Welcome to a nightmare (Credit: Reuters/Ahmed Jadallah)
The situation in Syria is deteriorating.
On Sunday, the Arab League announced that it had formally decided to “open channels of communication with the Syrian opposition and offer full political and financial support, urging (the opposition) to unify its ranks” and to “ask the UN Security Council to issue a decision on the formation of a joint UN-Arab peacekeeping force to oversee the implementation of a ceasefire.”
This is the strongest call for foreign military intervention that has yet come from the international community regarding Syria, as more and more Syrians are getting caught up in government crackdowns and increased fighting between the Syrian army and a growing armed opposition movement. Yet questions about the nature and timing of such an intervention are far more complex than in Libya.

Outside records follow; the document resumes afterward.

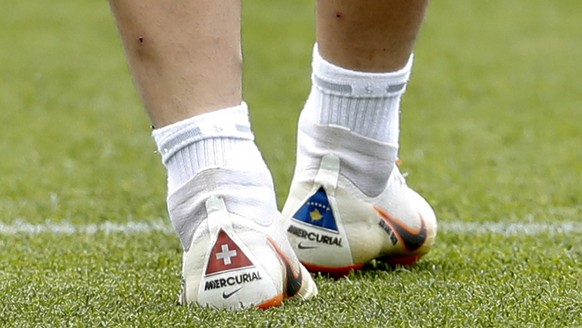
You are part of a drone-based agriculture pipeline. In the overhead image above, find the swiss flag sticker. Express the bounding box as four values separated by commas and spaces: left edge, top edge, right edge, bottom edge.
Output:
206, 229, 254, 275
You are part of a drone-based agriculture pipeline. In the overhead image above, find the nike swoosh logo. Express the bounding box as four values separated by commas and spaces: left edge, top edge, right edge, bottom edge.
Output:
222, 287, 242, 299
267, 238, 303, 297
297, 242, 318, 249
374, 206, 427, 252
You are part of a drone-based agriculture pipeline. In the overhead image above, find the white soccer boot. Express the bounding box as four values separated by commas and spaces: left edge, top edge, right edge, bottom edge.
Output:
282, 127, 437, 276
168, 168, 317, 310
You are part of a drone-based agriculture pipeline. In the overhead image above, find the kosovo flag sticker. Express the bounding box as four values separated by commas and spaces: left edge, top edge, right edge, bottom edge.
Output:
293, 187, 338, 232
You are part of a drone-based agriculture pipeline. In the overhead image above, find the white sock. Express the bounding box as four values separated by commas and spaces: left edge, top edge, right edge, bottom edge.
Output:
152, 102, 268, 194
297, 45, 413, 196
304, 45, 413, 146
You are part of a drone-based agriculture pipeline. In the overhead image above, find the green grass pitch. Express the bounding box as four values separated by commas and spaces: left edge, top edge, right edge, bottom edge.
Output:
0, 0, 582, 327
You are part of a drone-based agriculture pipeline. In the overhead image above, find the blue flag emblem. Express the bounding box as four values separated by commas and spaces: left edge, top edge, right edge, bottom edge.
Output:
293, 187, 338, 232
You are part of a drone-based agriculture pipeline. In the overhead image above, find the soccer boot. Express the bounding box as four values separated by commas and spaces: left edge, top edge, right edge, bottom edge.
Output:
168, 169, 317, 310
282, 127, 437, 276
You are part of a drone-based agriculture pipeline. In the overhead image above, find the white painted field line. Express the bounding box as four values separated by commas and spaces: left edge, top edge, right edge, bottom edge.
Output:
0, 219, 582, 236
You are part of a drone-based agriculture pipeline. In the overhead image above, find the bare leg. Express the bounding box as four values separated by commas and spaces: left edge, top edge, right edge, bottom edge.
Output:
110, 0, 317, 309
110, 0, 242, 128
316, 0, 428, 72
283, 0, 436, 275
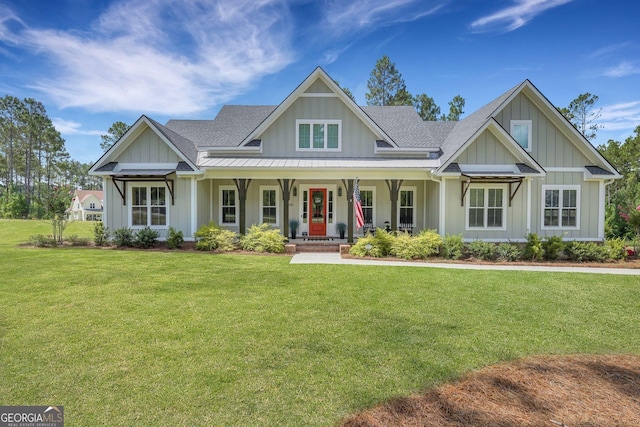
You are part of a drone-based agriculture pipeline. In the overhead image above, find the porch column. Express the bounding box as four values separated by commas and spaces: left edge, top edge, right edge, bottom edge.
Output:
278, 178, 296, 237
342, 179, 353, 243
385, 179, 402, 231
233, 178, 251, 235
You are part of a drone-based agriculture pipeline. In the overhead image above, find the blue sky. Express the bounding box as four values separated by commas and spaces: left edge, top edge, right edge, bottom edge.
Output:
0, 0, 640, 162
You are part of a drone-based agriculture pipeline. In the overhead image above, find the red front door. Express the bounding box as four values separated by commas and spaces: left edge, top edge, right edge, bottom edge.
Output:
308, 188, 327, 236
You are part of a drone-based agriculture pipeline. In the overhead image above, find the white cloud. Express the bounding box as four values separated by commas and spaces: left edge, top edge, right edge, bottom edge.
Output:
602, 61, 640, 78
471, 0, 574, 33
51, 117, 107, 136
598, 101, 640, 134
0, 0, 293, 115
325, 0, 448, 35
587, 42, 634, 59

As Rania Abouzeid put it simply in Time, “Syria is at war.” A leaked report from the Arab League’s now-defunct fact-finding mission to Syria notes that the situation is rapidly degenerating into a contest between government forces and a growing, determined guerrilla movement (simply called the “armed entity”) that formed due to “excessive use of force by Syrian Government forces, in response to protests that occurred before the deployment of the Mission demanding the fall of the regime.”
“In some zones, this armed entity reacted by attacking Syrian security forces and citizens, causing the Government to respond with further violence,” wrote the observers. “In the end, innocent citizens pay the price for those actions with life and limb.”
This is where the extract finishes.